Era meravigliosa, e lo sapeva bene. Anzi, lo aveva sempre saputo e ci si crogiolava in quella sicurezza, perché è inutile quello che si dice che l’importante è essere belle dentro; avete mai visto un ragazzo che prima di parlarvi pensa a quanto interessante sia il vostro cervello? Tutti, nessuno escluso, prima di rivolgere la parola a qualcuno guardano l’aspetto fisico e poi ci si regola di conseguenza. Essere belle, e di quella bellezza disarmante e terribile che aveva lei, era la più grande arma che una ragazza potesse avere. Perché lei oltre ad essere terribilmente meravigliosa, era pure intelligente e maledettamente furba. Come una volpe, anzi, era proprio una serpe, che ti ammaliava con la sua eleganza, con i cuoi occhi magnetici e quando ormai eri alla sua mercé ti stritolava tra le sue spire.

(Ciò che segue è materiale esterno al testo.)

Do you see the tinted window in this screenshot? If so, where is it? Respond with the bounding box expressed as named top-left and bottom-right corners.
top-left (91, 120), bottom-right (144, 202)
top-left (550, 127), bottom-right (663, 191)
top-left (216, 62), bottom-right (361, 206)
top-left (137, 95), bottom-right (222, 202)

Perché lei non amava, si divertiva a giocare con le sue vittime e poi le lasciava nel loro dolore, distrutte e rideva di loro.
Era terribile, ma non per questo l’amava di meno.

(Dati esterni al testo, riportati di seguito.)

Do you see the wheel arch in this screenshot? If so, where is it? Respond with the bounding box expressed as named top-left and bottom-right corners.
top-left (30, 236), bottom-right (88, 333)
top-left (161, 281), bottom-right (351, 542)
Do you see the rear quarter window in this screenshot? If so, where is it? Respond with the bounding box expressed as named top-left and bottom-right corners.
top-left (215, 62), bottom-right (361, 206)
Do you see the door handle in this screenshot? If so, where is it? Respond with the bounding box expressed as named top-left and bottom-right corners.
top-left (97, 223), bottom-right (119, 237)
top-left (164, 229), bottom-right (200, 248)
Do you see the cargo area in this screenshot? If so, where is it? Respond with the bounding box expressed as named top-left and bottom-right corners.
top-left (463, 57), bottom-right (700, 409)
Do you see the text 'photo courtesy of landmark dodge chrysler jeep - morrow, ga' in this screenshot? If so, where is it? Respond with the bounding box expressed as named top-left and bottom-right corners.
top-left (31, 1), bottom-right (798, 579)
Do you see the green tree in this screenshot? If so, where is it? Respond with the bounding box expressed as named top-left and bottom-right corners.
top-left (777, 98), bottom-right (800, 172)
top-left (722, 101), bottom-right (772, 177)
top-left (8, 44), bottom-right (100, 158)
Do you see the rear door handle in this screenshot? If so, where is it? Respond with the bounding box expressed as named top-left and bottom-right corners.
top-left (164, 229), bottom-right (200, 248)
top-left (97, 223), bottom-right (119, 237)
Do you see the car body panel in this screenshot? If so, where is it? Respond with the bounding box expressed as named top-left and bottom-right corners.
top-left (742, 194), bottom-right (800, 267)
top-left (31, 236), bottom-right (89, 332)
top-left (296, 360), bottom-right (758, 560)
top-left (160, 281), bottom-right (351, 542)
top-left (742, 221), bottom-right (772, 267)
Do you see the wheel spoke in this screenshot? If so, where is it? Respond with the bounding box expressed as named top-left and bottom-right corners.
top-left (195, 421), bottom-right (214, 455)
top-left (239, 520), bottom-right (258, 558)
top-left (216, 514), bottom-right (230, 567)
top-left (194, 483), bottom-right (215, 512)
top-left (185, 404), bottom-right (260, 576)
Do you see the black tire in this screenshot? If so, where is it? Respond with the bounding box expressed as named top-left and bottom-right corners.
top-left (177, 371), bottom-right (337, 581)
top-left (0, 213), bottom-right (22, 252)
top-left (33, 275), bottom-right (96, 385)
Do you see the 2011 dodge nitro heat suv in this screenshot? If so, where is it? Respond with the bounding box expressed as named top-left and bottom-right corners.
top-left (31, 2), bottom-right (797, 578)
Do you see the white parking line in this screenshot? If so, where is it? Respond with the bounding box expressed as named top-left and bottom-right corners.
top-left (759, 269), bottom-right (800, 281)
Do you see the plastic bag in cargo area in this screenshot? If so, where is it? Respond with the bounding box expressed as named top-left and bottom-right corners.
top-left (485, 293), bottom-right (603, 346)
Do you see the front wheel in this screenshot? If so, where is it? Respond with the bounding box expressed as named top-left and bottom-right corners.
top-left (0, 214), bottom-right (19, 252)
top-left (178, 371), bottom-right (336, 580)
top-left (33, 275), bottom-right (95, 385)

Era proprio quel suo carattere impossibile, il suo essere incredibilmente pericolosa che l’aveva fatta innamorare di lei. Ma non l’avrebbe mai ammesso, neppure sotto un cruciatus, nemmeno se l’avesse fatto Bellatrix.
Non perché non si fidasse dei suoi compagni di casa, anzi, pensandoci bene anche per quello, a Serpeverde ci si parava le spalle, si incontravano veri amici, ma per nulla babbei; e solo gli stolti rimangano a combattere quando si accorgono che potrebbero rimetterci qualcosa. E tutto, poteva essere usato contro gli altri, perché in quella casa ci si preparava per il mondo reale, popolato da Mangiamorte, di tirapiedi, di doppiogiochisti; e non c’era posto per tutti quei bei sentimenti che i Grifondoro andavano decantando. La casa di Salazar era meravigliosa, ammaliante e terribile allo stesso tempo, come lei, e come il mondo reale.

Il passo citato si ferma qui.